Llega el último mes del año envuelto en ese halo festivo que embriaga cada esquina de nuestras ciudades, condicionándolas con esa sensación manifiesta de “buenas intenciones” que conciencia el ambiente. Diciembre es el mes de la solidaridad, y dicho concepto adquiere un especial protagonismo en estas fechas, en las que reaparecen los más desfavorecidos, iluminados con miles de luces que despiertan las calles. Tiempos mágicos con una narrativa emocional navideña con valores efímeros que deslumbran al son de los adornos que incitan al derroche, pero de manera indirecta, deja esa secundaria idea de ayudar a los demás.
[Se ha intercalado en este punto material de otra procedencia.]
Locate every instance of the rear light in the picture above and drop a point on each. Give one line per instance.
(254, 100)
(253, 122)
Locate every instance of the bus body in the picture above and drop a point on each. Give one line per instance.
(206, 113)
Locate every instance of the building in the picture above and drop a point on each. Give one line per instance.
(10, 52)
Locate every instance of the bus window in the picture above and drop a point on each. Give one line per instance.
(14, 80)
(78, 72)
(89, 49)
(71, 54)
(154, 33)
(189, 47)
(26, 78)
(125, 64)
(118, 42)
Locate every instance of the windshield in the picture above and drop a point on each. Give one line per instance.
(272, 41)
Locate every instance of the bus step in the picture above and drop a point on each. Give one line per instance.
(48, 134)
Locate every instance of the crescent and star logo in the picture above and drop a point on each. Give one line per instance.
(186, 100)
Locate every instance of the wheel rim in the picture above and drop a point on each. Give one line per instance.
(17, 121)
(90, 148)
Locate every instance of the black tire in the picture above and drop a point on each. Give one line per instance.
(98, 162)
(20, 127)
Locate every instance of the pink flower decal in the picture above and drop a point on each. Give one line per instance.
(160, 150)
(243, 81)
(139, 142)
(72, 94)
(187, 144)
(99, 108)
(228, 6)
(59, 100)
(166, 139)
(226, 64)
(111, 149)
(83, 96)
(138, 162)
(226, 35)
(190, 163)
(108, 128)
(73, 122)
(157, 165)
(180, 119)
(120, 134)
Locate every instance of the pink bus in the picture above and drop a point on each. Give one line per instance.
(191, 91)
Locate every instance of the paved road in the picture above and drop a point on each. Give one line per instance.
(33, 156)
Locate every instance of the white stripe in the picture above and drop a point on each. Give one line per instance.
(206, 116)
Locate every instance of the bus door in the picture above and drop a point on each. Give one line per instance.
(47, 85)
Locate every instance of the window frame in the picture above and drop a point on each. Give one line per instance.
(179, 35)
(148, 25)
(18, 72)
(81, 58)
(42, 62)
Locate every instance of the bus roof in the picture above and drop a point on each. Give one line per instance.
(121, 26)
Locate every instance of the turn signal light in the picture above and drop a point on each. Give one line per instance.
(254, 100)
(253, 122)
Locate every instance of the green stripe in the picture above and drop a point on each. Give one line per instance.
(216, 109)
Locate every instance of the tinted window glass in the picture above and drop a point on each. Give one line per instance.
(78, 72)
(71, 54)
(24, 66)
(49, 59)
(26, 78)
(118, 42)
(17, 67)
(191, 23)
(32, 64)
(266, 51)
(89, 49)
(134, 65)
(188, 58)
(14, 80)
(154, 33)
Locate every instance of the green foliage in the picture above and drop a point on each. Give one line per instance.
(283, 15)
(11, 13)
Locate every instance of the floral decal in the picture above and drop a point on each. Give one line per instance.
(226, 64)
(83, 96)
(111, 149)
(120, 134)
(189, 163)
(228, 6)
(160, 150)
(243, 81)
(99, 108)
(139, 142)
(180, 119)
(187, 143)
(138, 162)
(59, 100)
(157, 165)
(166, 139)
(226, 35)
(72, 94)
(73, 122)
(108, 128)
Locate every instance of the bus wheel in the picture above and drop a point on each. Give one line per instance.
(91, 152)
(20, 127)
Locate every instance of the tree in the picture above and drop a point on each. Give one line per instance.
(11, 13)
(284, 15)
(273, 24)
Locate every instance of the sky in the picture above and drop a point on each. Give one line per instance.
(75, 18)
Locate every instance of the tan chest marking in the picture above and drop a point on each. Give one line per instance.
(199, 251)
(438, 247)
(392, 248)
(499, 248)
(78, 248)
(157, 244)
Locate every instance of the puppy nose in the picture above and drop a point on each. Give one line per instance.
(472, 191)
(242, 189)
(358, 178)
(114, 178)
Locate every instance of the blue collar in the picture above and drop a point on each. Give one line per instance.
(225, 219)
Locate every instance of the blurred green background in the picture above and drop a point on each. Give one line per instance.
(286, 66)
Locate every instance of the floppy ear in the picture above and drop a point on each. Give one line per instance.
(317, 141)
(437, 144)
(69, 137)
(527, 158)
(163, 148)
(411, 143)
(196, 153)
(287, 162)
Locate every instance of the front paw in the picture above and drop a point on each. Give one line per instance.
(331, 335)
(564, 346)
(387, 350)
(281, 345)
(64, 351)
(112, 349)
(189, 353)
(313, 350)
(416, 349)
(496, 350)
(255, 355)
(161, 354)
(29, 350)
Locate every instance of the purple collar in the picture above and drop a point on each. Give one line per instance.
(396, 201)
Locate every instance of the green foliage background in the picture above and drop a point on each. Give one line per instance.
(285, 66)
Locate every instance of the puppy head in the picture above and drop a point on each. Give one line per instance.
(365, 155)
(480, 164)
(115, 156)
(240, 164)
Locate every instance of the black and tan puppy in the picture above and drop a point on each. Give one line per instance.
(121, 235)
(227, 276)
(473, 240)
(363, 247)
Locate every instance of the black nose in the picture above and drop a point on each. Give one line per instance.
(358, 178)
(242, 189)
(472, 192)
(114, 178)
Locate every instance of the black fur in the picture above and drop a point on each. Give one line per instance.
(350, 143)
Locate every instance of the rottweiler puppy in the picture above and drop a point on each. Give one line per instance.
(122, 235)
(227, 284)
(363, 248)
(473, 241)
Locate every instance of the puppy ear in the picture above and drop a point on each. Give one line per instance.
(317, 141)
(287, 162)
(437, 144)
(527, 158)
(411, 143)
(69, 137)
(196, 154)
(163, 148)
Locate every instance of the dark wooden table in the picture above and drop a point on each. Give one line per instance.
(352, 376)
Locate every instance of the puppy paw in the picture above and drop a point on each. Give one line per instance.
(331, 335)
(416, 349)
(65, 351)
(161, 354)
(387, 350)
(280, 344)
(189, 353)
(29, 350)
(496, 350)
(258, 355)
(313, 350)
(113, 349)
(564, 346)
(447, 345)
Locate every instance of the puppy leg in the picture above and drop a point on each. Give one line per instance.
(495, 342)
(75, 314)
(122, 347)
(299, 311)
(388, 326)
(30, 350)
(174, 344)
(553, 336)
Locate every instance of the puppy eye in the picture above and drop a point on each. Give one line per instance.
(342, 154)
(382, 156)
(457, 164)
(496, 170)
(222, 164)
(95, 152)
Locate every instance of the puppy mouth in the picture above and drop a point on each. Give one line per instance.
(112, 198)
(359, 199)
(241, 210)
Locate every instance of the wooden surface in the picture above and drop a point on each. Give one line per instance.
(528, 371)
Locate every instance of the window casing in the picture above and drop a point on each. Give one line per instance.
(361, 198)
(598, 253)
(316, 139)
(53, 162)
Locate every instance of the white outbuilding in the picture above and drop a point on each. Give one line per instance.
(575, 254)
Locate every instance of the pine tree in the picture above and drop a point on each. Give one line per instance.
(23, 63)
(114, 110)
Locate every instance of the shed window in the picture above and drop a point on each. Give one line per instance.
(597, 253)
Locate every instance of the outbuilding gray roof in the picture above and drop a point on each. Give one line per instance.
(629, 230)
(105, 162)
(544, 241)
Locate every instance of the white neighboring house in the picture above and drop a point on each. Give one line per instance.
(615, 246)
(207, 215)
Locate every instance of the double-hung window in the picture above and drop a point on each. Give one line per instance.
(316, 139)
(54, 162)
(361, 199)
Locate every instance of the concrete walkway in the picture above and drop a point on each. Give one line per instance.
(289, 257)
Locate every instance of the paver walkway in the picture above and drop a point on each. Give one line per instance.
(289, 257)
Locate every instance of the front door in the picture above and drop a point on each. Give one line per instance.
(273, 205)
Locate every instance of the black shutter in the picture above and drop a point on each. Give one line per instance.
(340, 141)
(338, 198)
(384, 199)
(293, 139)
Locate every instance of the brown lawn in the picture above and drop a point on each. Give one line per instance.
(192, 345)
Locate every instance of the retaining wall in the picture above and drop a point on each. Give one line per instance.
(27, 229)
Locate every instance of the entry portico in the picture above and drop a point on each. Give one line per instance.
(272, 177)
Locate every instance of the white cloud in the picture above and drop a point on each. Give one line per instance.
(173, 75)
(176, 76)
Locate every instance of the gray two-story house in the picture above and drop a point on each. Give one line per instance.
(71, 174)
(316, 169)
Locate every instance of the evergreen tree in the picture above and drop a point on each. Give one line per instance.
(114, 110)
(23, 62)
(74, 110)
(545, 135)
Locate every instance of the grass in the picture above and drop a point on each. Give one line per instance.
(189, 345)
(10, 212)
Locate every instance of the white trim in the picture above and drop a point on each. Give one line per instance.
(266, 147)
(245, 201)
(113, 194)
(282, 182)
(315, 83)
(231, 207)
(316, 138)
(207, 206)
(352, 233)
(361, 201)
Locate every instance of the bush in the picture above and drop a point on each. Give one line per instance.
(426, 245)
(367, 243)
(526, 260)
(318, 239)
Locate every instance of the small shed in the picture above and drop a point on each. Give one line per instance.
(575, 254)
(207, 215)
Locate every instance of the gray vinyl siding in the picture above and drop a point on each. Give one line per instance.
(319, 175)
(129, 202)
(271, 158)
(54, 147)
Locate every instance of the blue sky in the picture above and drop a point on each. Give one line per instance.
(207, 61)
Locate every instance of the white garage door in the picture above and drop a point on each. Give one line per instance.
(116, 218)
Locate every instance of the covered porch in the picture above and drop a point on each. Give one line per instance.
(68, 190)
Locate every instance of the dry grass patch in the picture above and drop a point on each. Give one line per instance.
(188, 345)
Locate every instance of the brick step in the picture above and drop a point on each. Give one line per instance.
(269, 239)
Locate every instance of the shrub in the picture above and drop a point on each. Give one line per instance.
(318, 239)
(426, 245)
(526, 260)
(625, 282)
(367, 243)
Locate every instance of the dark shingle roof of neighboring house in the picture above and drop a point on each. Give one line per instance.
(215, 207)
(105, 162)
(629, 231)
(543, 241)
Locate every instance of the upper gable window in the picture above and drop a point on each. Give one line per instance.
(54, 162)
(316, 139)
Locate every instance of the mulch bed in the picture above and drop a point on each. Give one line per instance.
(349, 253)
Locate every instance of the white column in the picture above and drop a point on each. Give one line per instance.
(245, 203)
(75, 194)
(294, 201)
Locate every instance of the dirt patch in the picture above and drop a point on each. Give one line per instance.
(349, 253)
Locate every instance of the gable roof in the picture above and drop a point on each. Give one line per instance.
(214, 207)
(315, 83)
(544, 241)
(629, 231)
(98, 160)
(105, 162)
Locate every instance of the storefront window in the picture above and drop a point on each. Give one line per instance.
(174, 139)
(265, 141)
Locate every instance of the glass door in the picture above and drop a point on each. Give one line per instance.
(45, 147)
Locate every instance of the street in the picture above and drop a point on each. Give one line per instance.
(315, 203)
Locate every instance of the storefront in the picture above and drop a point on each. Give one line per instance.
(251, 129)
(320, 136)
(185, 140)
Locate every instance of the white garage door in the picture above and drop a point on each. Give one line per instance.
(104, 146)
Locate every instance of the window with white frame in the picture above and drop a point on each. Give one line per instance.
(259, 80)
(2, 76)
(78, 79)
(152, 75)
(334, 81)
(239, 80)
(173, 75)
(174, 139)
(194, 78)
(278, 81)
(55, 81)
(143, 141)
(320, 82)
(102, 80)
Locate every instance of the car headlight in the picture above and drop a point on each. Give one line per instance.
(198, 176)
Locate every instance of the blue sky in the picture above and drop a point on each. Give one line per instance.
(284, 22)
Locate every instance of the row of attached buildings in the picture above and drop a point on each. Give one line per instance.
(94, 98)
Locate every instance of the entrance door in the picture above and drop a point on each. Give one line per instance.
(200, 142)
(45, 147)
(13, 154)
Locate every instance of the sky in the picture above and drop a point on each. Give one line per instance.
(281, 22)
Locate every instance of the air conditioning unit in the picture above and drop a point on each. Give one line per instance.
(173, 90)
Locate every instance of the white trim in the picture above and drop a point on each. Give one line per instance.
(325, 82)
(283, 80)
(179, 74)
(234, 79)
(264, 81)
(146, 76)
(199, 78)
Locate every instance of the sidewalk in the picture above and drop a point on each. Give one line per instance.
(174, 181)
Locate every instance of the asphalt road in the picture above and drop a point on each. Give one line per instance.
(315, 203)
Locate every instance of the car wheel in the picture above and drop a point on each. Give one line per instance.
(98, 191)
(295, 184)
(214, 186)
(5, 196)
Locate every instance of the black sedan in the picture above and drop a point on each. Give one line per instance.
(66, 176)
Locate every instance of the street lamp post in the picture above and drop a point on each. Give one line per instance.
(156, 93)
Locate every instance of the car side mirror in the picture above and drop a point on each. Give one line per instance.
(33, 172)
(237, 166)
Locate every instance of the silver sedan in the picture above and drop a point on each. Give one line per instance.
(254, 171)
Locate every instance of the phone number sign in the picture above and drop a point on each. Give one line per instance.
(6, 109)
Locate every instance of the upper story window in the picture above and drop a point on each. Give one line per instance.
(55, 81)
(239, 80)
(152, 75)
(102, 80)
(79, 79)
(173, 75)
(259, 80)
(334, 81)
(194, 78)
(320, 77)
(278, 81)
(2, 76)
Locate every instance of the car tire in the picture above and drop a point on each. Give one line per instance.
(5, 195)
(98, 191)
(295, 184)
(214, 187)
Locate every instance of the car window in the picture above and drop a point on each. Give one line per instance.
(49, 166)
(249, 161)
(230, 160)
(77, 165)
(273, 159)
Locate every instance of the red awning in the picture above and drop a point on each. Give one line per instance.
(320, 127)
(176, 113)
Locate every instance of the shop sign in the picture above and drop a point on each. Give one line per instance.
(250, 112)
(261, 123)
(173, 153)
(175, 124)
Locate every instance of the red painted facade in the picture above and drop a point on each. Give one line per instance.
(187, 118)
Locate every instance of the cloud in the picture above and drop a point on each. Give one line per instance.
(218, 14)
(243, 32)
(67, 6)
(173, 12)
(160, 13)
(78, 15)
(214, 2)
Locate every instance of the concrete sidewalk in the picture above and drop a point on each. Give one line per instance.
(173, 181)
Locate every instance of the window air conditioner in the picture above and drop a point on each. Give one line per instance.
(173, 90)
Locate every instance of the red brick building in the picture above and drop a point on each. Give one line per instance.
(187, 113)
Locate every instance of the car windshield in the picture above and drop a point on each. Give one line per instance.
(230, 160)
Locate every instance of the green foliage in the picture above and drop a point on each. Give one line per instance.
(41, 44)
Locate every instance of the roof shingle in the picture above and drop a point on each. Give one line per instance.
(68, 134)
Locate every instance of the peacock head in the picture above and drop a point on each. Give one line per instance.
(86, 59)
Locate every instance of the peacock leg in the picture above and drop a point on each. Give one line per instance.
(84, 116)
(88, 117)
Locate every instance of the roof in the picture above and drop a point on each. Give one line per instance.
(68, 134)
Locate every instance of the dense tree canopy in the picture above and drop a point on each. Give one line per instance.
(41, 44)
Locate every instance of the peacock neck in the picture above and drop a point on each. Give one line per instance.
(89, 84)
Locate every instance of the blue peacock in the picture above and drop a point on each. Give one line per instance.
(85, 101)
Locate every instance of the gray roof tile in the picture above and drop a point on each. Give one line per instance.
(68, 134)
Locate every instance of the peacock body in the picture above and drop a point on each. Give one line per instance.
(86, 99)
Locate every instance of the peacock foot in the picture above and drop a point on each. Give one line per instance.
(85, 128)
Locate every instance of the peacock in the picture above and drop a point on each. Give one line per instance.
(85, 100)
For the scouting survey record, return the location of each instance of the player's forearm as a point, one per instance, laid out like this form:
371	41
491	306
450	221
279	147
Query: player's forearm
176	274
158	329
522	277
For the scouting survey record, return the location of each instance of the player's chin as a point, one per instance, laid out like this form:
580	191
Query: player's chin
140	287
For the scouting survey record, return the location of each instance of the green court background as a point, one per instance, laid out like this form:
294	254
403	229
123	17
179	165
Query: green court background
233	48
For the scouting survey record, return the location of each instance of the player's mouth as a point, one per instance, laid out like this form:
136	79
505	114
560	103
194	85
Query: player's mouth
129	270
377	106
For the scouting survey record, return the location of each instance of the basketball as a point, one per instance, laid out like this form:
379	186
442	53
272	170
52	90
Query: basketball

“En verdad”, no es una crítica a dicha voluntariedad, todo lo contrario, pero es triste observar que el bienestar de otros más necesitados es estacional y depende de un calendario, convirtiéndose en un acto simbólico de cierre de año con buenos propósitos. Está claro, que este mes debería ser un modelo referencial para los doce meses restantes, donde seguirá existiendo el hambre, niños sin juguetes, sin material escolar o personas sin hogar.
El frío no cesa en enero y dicha solidaridad no debería apagarse con la iluminación navideña. Así somos en general, tenemos esos momentos de entrega marcados en fechas concretas o ante circunstancias que nos abruman, como ha ocurrido con la dana, pero nuestras conciencias suelen seguir de vacaciones tras gestos grandilocuentes en momentos puntuales.
Con esto no resto valor a dicha buena fe, pero es cierto que convertimos nuestras comunidades en belenes vivientes, llenos de mágico amor responsable, de ayuda y acciones solidarias, a veces, tan artificiales como la propia nieve, donde la verdadera realidad se tapa después de Reyes con los mismos cartones en los que llegan los regalos.